Ours is a developing - and poor - country with a per capita GDP of $1,970, giving us a ranking of 112th in the world. But that never seems to dissuade us from lavishing our money on the latest modern conveniences. The use of cell phones is an example.
Unofficial statistics (sorry, there aren't always authoritative statistics available in this country) indicate that China has no less than 400 million mobile telecommunications subscribers, and that on average they upgrade their mobile phones every two years.
Inaccurate as that might sound, the figures at least suggest that every few years hundreds of millions of cell phones end up at the backs of drawers or in waste collectors' sacks. This also means that for every replaced or stolen phone, a battery and adaptor are also rendered redundant. Just imagine the waste.
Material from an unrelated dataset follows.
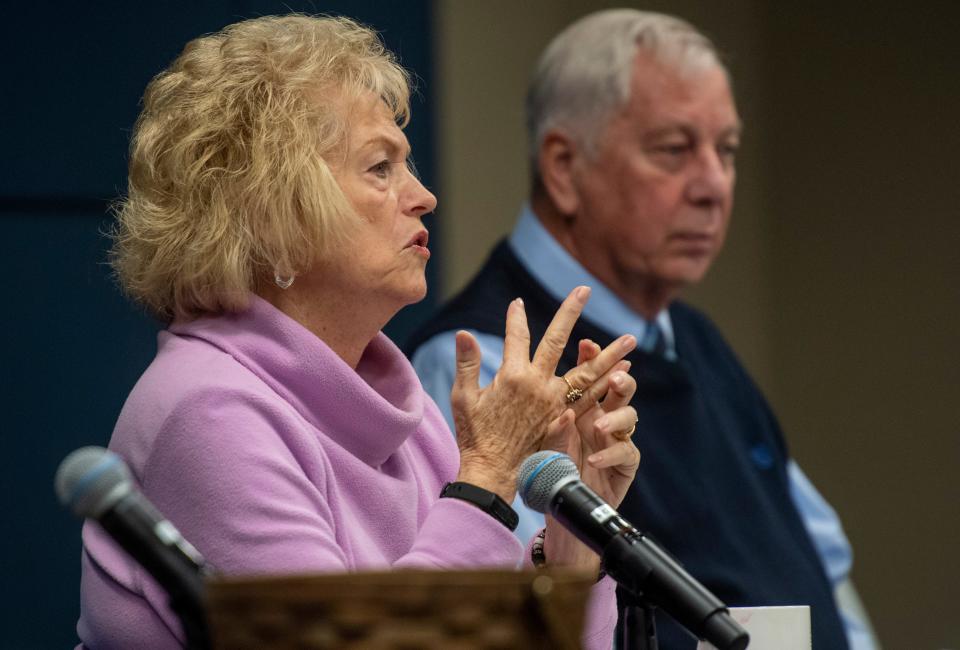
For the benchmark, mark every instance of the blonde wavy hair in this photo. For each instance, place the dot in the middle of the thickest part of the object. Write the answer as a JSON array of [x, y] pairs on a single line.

The essential and original function of a cell phone is to facilitate mobile communication - making a call or sending a text message while on the go. But people's taste for constant renewal has conferred new meaning on the cell phone: color screens, polyphonic ring tones, video games, MP3 players, digital cameras ... the list goes on. Each new modification triggers a wave of replacements as people dump their old models. Young people are the main target of these novel functions, but many middle-aged people, mostly higher- and middle-income earners, also frequently update their mobile phones as fashion dictates.
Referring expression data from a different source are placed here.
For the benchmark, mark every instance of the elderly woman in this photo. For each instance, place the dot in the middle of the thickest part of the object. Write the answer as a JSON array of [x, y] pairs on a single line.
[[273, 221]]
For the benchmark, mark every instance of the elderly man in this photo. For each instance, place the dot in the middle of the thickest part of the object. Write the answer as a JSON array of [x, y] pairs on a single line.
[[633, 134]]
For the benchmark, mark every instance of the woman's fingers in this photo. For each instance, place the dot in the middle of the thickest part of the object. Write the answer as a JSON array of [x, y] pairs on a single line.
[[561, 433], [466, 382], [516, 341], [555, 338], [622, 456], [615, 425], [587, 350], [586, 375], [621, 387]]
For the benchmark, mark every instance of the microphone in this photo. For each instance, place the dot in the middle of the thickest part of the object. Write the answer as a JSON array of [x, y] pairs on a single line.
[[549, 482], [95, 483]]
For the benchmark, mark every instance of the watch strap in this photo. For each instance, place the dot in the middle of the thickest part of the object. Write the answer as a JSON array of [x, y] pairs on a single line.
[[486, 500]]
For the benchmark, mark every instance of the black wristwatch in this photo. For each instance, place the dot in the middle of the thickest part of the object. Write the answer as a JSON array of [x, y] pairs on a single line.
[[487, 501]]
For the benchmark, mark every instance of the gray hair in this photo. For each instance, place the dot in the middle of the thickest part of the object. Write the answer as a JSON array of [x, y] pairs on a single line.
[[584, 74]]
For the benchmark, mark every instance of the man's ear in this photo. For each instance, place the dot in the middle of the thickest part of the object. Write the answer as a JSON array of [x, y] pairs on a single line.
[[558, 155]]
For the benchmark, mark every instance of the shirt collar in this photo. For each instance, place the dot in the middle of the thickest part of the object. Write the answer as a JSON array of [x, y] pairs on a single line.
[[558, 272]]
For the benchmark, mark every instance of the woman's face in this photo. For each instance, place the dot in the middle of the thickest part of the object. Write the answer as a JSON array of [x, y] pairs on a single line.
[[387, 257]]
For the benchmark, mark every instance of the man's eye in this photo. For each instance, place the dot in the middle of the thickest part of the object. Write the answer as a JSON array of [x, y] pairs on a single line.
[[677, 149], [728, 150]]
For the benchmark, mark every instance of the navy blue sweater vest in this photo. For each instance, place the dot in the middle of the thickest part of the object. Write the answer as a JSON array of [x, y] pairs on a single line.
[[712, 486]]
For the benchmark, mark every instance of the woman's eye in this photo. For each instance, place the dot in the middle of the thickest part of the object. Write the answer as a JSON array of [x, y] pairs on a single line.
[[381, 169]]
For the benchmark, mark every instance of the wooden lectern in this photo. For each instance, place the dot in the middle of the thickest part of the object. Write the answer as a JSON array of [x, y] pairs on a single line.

The desire for frequent replacements also derives from technical - or disguised commercial - reasons.
Being the old fogey that I am, I have gone through three models since I bought my first one seven years ago. I lost the first one, a Nokia, to a thief and deserted the second one, a Samsung, because of an incurable antenna problem. I bought my current one, an LG, two years ago, after the Samsung service man told me, with a contemptuous look in his eyes, that he could not find a replacement for my phone's antenna unit because it was "too old". His reaction made me realize that three years could be considered "old" in the world of mobile phones.
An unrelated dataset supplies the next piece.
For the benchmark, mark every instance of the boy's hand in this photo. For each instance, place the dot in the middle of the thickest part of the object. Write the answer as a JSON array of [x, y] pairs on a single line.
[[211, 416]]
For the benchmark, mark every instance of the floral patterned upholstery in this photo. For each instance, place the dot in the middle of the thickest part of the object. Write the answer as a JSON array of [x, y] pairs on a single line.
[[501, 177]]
Now my third phone has begun to show signs of senility - it often happens that the person I am talking to can hear me but I cannot hear him. I know I may have to buy a new model because it could be difficult to find the parts needed to fix my current model, which has been phased out. I feel like I have been kidnapped by mobile phone merchants.
Mobile phones are not the only products that drive or induce us to pursue constant updates. There are also TV sets, washing machines, refrigerators, high-fi audio systems and so on.
It is unreasonable to blame people for craving a higher resolution TV set, a faster computer or an automobile that is easier and more comfortable to drive. It is human nature to constantly seek greater enjoyment. Hundreds of years of development of modern industry have led us to believe that science and technology are invincible and omnipotent, and that so long as human beings are willing to explore new ideas, they have the power to raise the level of human enjoyment without limit. In other words, we assume that painstaking effort is the only fee we need to pay in exchange for a life of constant improvement.
However, the huge piles of electronic garbage remind us that we have ignored a more fundamental cost of modern luxury - the draining of resources and the pollution of the air, earth and water. We should ask ourselves: Is it moral for us to mine the resources of this planet beyond what our generation needs, cutting into our offspring's stake just to pander to our incessant avarice for luxurious enjoyment?